On peut en effet vous rappeler vertement, que les nazis ont condamné le cubisme cet "art nègre". Mais les "vrais" réacs perdraient-ils du temps à démontrer leur critique ? Pas sûr. Aussi tentons le coup en expliquant que ce qui gêne dans cette expo est moins ce qui est exposé que la manière de le faire et d'en parler.

Car le problème ici n'est, décidément, pas tant l'exposition que son rétrécissement thématique. Qu'il y ait une rétrospective de l'ensemble de l'oeuvre, oui, mais que l'on en isole un moment, monté en épingle, c'est surtout cette manip, , qui fait problème.

Certes les puristes appelés à la rescousse pourront tout de suite valider une telle expérimentation idéologique en avançant leur compétence es-cubisme et donc interdire d'emblée toute critique, déjà plastique, des "oeuvres" ainsi exposées. Mais, lorsqu'il n'y a que cela à voir, peut-on, longtemps, ergoter sur la tenue picturale, pigmentaire, " (...) des érections, des fellations, des vulves et des anus étoilés, bien en face,(...) " ? (Geneviève Breeret, Le Monde, op cit ). Ou sur " (...) Picasso lui-même, osant, au temps de sa jeunesse, se mettre en scène se faisant faire une fellation dans la pose de la Maja de Goya (...) " (ibid), sans interroger le signifié même de ce que cela introduit comme faire signe, (par exemple pour quelqu'un de 13 ans, perdu(e) dans une classe de français en sortie pédagogique?), à savoir isoler ainsi le sexe, (comme naguère en fait) ?.

Car qu'espère-t-on (dé)mont(r)er dans cette "expo" Picasso ? Des "oeuvres" d'abord et uniquement dira le "on". Oui. Mais encore ? Ne doit-on pas parler aussi du contenu puisqu'il est ainsi isolé et donc mis en scène non plus par Picasso, semble-t-il, mais les exposants eux-mêmes ? N'est-il alors pas déjà possible d'indiquer que cette désignation, par ex-position uni-forme est porno/graphique et non pas éro/tique en ce qu'elle réduit le désir à ses instruments et donc en grossit le sens jusqu'à en faire un symbole unique de sa maîtrise et de sa volupté ?

Bien sûr il sera aisé de légitimer ce fait en citant ici Picasso (" l'art et la sexualité, c'est la même chose " ibidem ) là Bataille ( "Ce qui en jeu, dans l'érotisme, c'est toujours une dissolution des formes constituées" ibidem ). Seulement Bataille n'est pas Picasso et il n'écrit pas sur l'érotisme. Et puis ce dernier ne répond en rien à cette définition bataillienne puisque dans l'érotisme ce qui compte c'est plutôt la polarisation des formes constituées, dont un fragment, mis en suspens, condense le tout, et non la "dissolution" qui, dans son versant négatif, fait surtout appel à l'irréversible, à la mort.

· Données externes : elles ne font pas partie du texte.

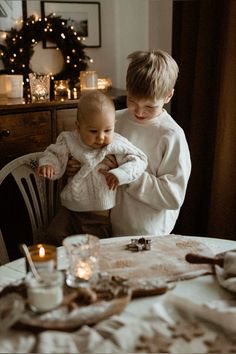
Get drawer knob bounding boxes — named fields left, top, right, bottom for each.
left=0, top=129, right=10, bottom=138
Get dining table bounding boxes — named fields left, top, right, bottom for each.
left=0, top=233, right=236, bottom=353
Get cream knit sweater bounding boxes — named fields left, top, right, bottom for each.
left=38, top=130, right=147, bottom=211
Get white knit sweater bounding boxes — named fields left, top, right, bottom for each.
left=38, top=131, right=147, bottom=211
left=111, top=109, right=192, bottom=236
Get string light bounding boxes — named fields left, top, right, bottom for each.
left=1, top=14, right=91, bottom=91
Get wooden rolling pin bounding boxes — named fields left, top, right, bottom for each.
left=185, top=253, right=224, bottom=267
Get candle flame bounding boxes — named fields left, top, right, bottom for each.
left=39, top=246, right=45, bottom=257
left=75, top=261, right=93, bottom=280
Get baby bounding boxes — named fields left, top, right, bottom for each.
left=38, top=90, right=147, bottom=244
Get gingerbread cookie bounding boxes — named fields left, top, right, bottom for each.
left=135, top=333, right=172, bottom=353
left=205, top=334, right=236, bottom=353
left=169, top=320, right=204, bottom=341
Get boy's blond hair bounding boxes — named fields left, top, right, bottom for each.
left=77, top=90, right=115, bottom=122
left=126, top=50, right=179, bottom=100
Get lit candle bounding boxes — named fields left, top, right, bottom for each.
left=67, top=88, right=71, bottom=99
left=27, top=244, right=57, bottom=272
left=63, top=234, right=100, bottom=288
left=73, top=87, right=78, bottom=99
left=75, top=260, right=93, bottom=281
left=54, top=80, right=68, bottom=98
left=26, top=271, right=64, bottom=312
left=97, top=77, right=112, bottom=90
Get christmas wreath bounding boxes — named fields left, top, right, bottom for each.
left=0, top=14, right=90, bottom=89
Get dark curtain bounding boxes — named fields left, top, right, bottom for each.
left=171, top=0, right=236, bottom=239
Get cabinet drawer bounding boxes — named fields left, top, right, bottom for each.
left=56, top=108, right=77, bottom=137
left=0, top=111, right=51, bottom=166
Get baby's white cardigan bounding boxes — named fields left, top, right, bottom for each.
left=38, top=130, right=147, bottom=211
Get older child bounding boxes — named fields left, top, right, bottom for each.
left=100, top=50, right=191, bottom=236
left=38, top=90, right=147, bottom=244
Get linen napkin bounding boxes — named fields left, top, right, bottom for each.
left=221, top=250, right=236, bottom=277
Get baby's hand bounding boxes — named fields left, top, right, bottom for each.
left=37, top=165, right=55, bottom=179
left=100, top=170, right=119, bottom=190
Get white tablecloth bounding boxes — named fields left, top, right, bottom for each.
left=0, top=234, right=236, bottom=353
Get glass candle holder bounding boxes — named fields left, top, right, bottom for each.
left=54, top=80, right=69, bottom=99
left=97, top=77, right=112, bottom=90
left=26, top=270, right=64, bottom=312
left=80, top=71, right=98, bottom=91
left=5, top=75, right=24, bottom=98
left=29, top=73, right=50, bottom=102
left=26, top=244, right=57, bottom=272
left=63, top=234, right=100, bottom=288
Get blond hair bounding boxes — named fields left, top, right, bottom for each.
left=77, top=90, right=115, bottom=122
left=126, top=50, right=179, bottom=100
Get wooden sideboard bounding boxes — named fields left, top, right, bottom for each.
left=0, top=88, right=126, bottom=168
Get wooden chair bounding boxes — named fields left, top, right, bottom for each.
left=0, top=152, right=62, bottom=264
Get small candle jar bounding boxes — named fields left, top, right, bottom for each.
left=63, top=234, right=100, bottom=288
left=80, top=71, right=98, bottom=91
left=26, top=244, right=57, bottom=272
left=26, top=271, right=64, bottom=312
left=54, top=80, right=69, bottom=99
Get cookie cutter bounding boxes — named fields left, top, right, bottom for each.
left=126, top=237, right=152, bottom=252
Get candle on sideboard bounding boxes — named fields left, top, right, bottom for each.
left=80, top=71, right=98, bottom=91
left=26, top=244, right=57, bottom=272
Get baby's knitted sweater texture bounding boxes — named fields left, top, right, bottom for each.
left=39, top=130, right=147, bottom=211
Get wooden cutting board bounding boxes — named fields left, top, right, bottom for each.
left=99, top=235, right=213, bottom=286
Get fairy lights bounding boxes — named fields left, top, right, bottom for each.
left=0, top=14, right=90, bottom=92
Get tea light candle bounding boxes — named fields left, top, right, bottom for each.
left=27, top=244, right=57, bottom=272
left=73, top=87, right=78, bottom=99
left=75, top=260, right=93, bottom=281
left=26, top=271, right=64, bottom=312
left=67, top=88, right=71, bottom=99
left=97, top=77, right=112, bottom=90
left=54, top=80, right=69, bottom=98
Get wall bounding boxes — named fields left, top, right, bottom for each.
left=4, top=0, right=173, bottom=89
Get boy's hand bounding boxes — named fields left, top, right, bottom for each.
left=100, top=170, right=119, bottom=190
left=66, top=156, right=81, bottom=177
left=37, top=165, right=55, bottom=179
left=101, top=154, right=118, bottom=170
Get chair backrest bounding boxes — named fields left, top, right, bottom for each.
left=0, top=152, right=62, bottom=263
left=0, top=228, right=9, bottom=265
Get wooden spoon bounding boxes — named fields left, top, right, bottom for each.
left=19, top=243, right=44, bottom=283
left=185, top=253, right=224, bottom=267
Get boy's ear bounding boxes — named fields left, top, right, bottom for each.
left=164, top=89, right=174, bottom=103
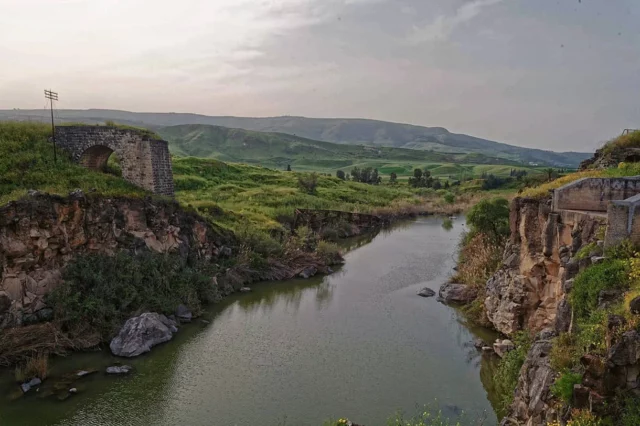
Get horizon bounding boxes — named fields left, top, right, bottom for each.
left=0, top=106, right=601, bottom=155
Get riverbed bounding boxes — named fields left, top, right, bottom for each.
left=0, top=217, right=499, bottom=426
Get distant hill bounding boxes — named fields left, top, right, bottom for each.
left=157, top=124, right=529, bottom=177
left=0, top=109, right=590, bottom=167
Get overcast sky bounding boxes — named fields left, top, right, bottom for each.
left=1, top=0, right=639, bottom=151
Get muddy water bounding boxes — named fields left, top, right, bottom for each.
left=0, top=217, right=499, bottom=426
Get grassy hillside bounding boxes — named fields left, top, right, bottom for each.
left=158, top=124, right=544, bottom=178
left=0, top=122, right=466, bottom=234
left=0, top=109, right=590, bottom=167
left=0, top=122, right=144, bottom=204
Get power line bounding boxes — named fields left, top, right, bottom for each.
left=44, top=89, right=59, bottom=163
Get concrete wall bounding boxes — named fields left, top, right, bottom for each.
left=605, top=194, right=640, bottom=248
left=552, top=177, right=640, bottom=212
left=56, top=126, right=174, bottom=197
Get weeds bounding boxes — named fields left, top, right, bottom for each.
left=495, top=332, right=531, bottom=410
left=14, top=354, right=49, bottom=382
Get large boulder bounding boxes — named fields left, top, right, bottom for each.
left=438, top=283, right=477, bottom=304
left=110, top=313, right=178, bottom=357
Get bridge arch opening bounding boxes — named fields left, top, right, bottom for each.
left=79, top=145, right=114, bottom=172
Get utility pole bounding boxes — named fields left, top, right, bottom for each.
left=44, top=89, right=59, bottom=163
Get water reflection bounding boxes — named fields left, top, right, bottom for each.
left=0, top=217, right=501, bottom=426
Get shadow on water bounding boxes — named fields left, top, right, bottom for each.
left=0, top=217, right=503, bottom=426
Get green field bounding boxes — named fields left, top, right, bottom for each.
left=158, top=124, right=546, bottom=179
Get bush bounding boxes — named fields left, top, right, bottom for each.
left=550, top=333, right=579, bottom=371
left=551, top=371, right=582, bottom=403
left=466, top=198, right=510, bottom=244
left=443, top=192, right=455, bottom=204
left=495, top=332, right=531, bottom=410
left=48, top=252, right=217, bottom=338
left=316, top=241, right=342, bottom=263
left=570, top=259, right=630, bottom=318
left=298, top=173, right=319, bottom=194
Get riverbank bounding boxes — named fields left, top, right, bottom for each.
left=0, top=217, right=501, bottom=426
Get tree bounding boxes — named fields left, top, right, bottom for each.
left=286, top=164, right=292, bottom=172
left=466, top=198, right=510, bottom=243
left=545, top=168, right=555, bottom=182
left=413, top=168, right=423, bottom=180
left=444, top=180, right=450, bottom=189
left=432, top=179, right=442, bottom=190
left=336, top=170, right=346, bottom=180
left=389, top=172, right=397, bottom=184
left=351, top=167, right=361, bottom=182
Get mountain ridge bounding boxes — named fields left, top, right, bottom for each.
left=0, top=108, right=590, bottom=167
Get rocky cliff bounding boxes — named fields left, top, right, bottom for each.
left=0, top=191, right=230, bottom=329
left=486, top=197, right=605, bottom=425
left=485, top=198, right=604, bottom=337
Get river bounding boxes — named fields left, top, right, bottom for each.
left=0, top=217, right=500, bottom=426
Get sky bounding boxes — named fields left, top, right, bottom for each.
left=1, top=0, right=639, bottom=152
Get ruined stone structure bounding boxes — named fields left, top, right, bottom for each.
left=55, top=126, right=175, bottom=196
left=551, top=176, right=640, bottom=247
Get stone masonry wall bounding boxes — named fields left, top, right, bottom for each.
left=552, top=177, right=640, bottom=212
left=0, top=192, right=228, bottom=328
left=55, top=126, right=174, bottom=197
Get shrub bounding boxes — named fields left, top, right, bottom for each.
left=443, top=192, right=455, bottom=204
left=570, top=259, right=630, bottom=318
left=574, top=242, right=598, bottom=260
left=454, top=233, right=503, bottom=287
left=619, top=395, right=640, bottom=426
left=551, top=370, right=582, bottom=403
left=48, top=252, right=217, bottom=338
left=550, top=333, right=580, bottom=371
left=298, top=173, right=319, bottom=194
left=495, top=332, right=531, bottom=410
left=316, top=241, right=342, bottom=264
left=466, top=198, right=510, bottom=244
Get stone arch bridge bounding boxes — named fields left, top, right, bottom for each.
left=55, top=126, right=174, bottom=196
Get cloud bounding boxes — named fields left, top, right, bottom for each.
left=408, top=0, right=504, bottom=44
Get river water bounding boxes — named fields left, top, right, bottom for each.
left=0, top=217, right=500, bottom=426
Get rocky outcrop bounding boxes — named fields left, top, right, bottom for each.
left=579, top=146, right=640, bottom=170
left=110, top=313, right=178, bottom=357
left=502, top=330, right=558, bottom=426
left=438, top=283, right=478, bottom=304
left=485, top=198, right=604, bottom=336
left=0, top=192, right=229, bottom=328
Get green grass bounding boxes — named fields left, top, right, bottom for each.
left=0, top=122, right=145, bottom=204
left=172, top=156, right=424, bottom=233
left=570, top=258, right=630, bottom=319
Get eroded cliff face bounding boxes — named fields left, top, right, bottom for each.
left=489, top=198, right=611, bottom=425
left=485, top=198, right=604, bottom=337
left=0, top=192, right=229, bottom=328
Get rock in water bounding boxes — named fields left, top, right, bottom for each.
left=239, top=287, right=252, bottom=293
left=418, top=287, right=436, bottom=298
left=110, top=313, right=177, bottom=357
left=175, top=304, right=192, bottom=323
left=106, top=365, right=133, bottom=375
left=299, top=266, right=318, bottom=279
left=438, top=283, right=478, bottom=304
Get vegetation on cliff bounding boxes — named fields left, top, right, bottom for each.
left=0, top=122, right=144, bottom=204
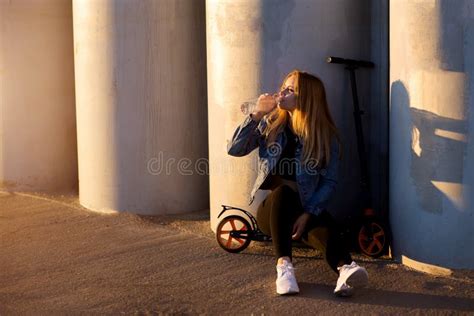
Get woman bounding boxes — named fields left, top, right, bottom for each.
left=227, top=70, right=368, bottom=296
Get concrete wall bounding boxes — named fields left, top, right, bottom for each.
left=390, top=0, right=474, bottom=268
left=207, top=0, right=387, bottom=230
left=368, top=0, right=389, bottom=220
left=0, top=0, right=78, bottom=193
left=206, top=0, right=266, bottom=229
left=73, top=0, right=208, bottom=214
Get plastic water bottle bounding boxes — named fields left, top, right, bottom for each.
left=241, top=93, right=279, bottom=115
left=240, top=98, right=259, bottom=115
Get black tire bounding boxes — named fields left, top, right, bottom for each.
left=358, top=220, right=389, bottom=258
left=216, top=215, right=252, bottom=253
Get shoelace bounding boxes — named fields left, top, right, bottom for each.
left=337, top=261, right=357, bottom=272
left=278, top=264, right=296, bottom=277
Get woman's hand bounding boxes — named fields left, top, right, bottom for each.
left=292, top=212, right=312, bottom=240
left=252, top=93, right=277, bottom=120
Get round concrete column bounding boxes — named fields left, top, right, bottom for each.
left=390, top=0, right=474, bottom=269
left=73, top=0, right=208, bottom=214
left=206, top=0, right=374, bottom=230
left=0, top=0, right=77, bottom=193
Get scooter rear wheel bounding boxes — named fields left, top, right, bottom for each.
left=216, top=215, right=252, bottom=253
left=358, top=221, right=388, bottom=258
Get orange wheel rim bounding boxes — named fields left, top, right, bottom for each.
left=359, top=222, right=385, bottom=255
left=218, top=218, right=248, bottom=249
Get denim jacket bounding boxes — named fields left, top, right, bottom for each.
left=227, top=115, right=340, bottom=216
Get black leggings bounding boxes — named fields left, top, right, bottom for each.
left=256, top=184, right=352, bottom=273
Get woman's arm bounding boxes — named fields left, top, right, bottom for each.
left=227, top=94, right=276, bottom=157
left=227, top=114, right=266, bottom=157
left=305, top=140, right=340, bottom=215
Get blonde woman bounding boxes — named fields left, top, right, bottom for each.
left=227, top=70, right=368, bottom=296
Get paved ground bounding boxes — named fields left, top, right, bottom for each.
left=1, top=191, right=474, bottom=315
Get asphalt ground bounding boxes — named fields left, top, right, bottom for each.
left=1, top=191, right=474, bottom=315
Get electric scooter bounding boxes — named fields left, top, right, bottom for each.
left=327, top=56, right=390, bottom=258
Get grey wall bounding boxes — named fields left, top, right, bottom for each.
left=208, top=0, right=389, bottom=229
left=73, top=0, right=209, bottom=214
left=0, top=0, right=78, bottom=194
left=390, top=0, right=474, bottom=269
left=368, top=0, right=389, bottom=220
left=259, top=0, right=389, bottom=220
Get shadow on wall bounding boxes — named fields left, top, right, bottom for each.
left=258, top=0, right=374, bottom=218
left=391, top=81, right=467, bottom=214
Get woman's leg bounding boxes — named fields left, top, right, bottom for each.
left=301, top=211, right=352, bottom=273
left=257, top=185, right=303, bottom=295
left=302, top=211, right=368, bottom=296
left=256, top=185, right=302, bottom=262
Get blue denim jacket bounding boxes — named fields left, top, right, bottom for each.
left=227, top=115, right=340, bottom=216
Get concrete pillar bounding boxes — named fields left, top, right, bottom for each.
left=72, top=0, right=208, bottom=214
left=207, top=0, right=375, bottom=230
left=0, top=0, right=78, bottom=193
left=390, top=0, right=474, bottom=269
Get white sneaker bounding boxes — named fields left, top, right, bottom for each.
left=334, top=261, right=368, bottom=297
left=276, top=261, right=300, bottom=295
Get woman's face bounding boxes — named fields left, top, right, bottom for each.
left=278, top=75, right=297, bottom=113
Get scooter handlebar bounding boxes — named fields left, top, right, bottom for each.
left=326, top=56, right=374, bottom=68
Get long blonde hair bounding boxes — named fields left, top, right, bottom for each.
left=264, top=70, right=341, bottom=167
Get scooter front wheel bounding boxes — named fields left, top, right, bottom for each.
left=216, top=215, right=252, bottom=253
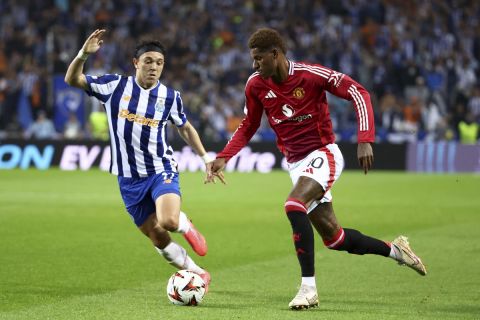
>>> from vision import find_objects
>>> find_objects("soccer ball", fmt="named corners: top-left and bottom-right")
top-left (166, 270), bottom-right (206, 306)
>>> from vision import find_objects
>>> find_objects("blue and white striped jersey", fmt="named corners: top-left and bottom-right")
top-left (85, 74), bottom-right (187, 178)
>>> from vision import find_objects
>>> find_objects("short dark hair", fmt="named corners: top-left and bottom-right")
top-left (248, 28), bottom-right (287, 54)
top-left (134, 40), bottom-right (166, 59)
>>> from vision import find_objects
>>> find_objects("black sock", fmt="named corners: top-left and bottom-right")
top-left (329, 228), bottom-right (390, 256)
top-left (286, 211), bottom-right (315, 277)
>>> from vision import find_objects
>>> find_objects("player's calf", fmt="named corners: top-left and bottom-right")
top-left (285, 198), bottom-right (315, 276)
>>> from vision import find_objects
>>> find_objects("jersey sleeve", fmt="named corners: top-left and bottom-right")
top-left (322, 68), bottom-right (375, 143)
top-left (169, 91), bottom-right (187, 127)
top-left (216, 80), bottom-right (264, 161)
top-left (85, 74), bottom-right (121, 103)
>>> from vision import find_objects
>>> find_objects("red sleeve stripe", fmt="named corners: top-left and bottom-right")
top-left (348, 85), bottom-right (369, 131)
top-left (284, 198), bottom-right (307, 214)
top-left (323, 227), bottom-right (345, 248)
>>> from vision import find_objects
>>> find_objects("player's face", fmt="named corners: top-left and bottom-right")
top-left (250, 48), bottom-right (277, 79)
top-left (133, 51), bottom-right (165, 89)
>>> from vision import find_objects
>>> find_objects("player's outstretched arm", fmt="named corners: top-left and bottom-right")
top-left (176, 121), bottom-right (226, 184)
top-left (65, 29), bottom-right (106, 90)
top-left (357, 142), bottom-right (374, 174)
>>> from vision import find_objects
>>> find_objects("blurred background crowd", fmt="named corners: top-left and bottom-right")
top-left (0, 0), bottom-right (479, 144)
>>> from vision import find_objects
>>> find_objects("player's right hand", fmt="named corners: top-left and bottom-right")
top-left (205, 158), bottom-right (227, 185)
top-left (82, 29), bottom-right (106, 54)
top-left (357, 142), bottom-right (374, 174)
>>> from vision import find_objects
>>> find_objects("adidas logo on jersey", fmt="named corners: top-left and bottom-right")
top-left (265, 90), bottom-right (277, 99)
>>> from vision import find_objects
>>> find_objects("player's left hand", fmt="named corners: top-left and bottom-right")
top-left (357, 142), bottom-right (374, 174)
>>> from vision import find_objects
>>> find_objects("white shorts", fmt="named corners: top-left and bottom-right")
top-left (287, 143), bottom-right (344, 213)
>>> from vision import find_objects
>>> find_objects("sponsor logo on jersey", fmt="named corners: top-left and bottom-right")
top-left (271, 116), bottom-right (282, 124)
top-left (291, 114), bottom-right (312, 122)
top-left (282, 104), bottom-right (295, 117)
top-left (118, 109), bottom-right (160, 127)
top-left (271, 113), bottom-right (312, 124)
top-left (328, 71), bottom-right (345, 87)
top-left (122, 95), bottom-right (131, 102)
top-left (292, 87), bottom-right (305, 99)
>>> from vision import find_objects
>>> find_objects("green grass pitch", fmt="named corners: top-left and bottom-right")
top-left (0, 169), bottom-right (479, 319)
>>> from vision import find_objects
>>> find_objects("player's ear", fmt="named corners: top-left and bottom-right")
top-left (272, 49), bottom-right (278, 58)
top-left (133, 58), bottom-right (138, 69)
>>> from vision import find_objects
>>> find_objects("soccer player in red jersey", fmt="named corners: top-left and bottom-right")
top-left (207, 28), bottom-right (426, 310)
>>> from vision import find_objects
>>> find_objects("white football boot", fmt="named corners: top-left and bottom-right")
top-left (288, 284), bottom-right (319, 310)
top-left (391, 236), bottom-right (427, 276)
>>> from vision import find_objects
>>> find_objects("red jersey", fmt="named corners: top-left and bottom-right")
top-left (217, 60), bottom-right (375, 162)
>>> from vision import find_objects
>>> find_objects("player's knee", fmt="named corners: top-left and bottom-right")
top-left (284, 197), bottom-right (308, 214)
top-left (323, 227), bottom-right (345, 250)
top-left (159, 217), bottom-right (179, 232)
top-left (325, 241), bottom-right (340, 250)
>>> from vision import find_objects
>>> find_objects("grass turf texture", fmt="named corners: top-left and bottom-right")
top-left (0, 169), bottom-right (479, 320)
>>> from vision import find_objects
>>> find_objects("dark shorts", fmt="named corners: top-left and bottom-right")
top-left (117, 172), bottom-right (181, 226)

Bataille écrit en fait de la politique en instrumentalisant le sexe comme outil de combat. De même, dans cette exposition mettant en scène du Picasso, ce qui fait sens, comme signifié symbolique et donc également social, c'est surtout cette surimpression du phallus, c'est-à-dire de la puissance, mais aussi cette mise en scène, sans recul, des bordels, des orifices, de l'animalité. C'est cet assemblage qui interroge. Non pas en ce que cette mise en rapport éveillerait certains fantasmes, inédits, (Picasso, même jeune, n'invente rien : c'est d'ailleurs aussi le problème mais chut...). Mais plutôt que cette mise en rapport endort la conscience critique envers toute cette débauche non pas de vices mais de moyens montrant plutôt une soumission à l'apparence, à sa toute puissance érigée.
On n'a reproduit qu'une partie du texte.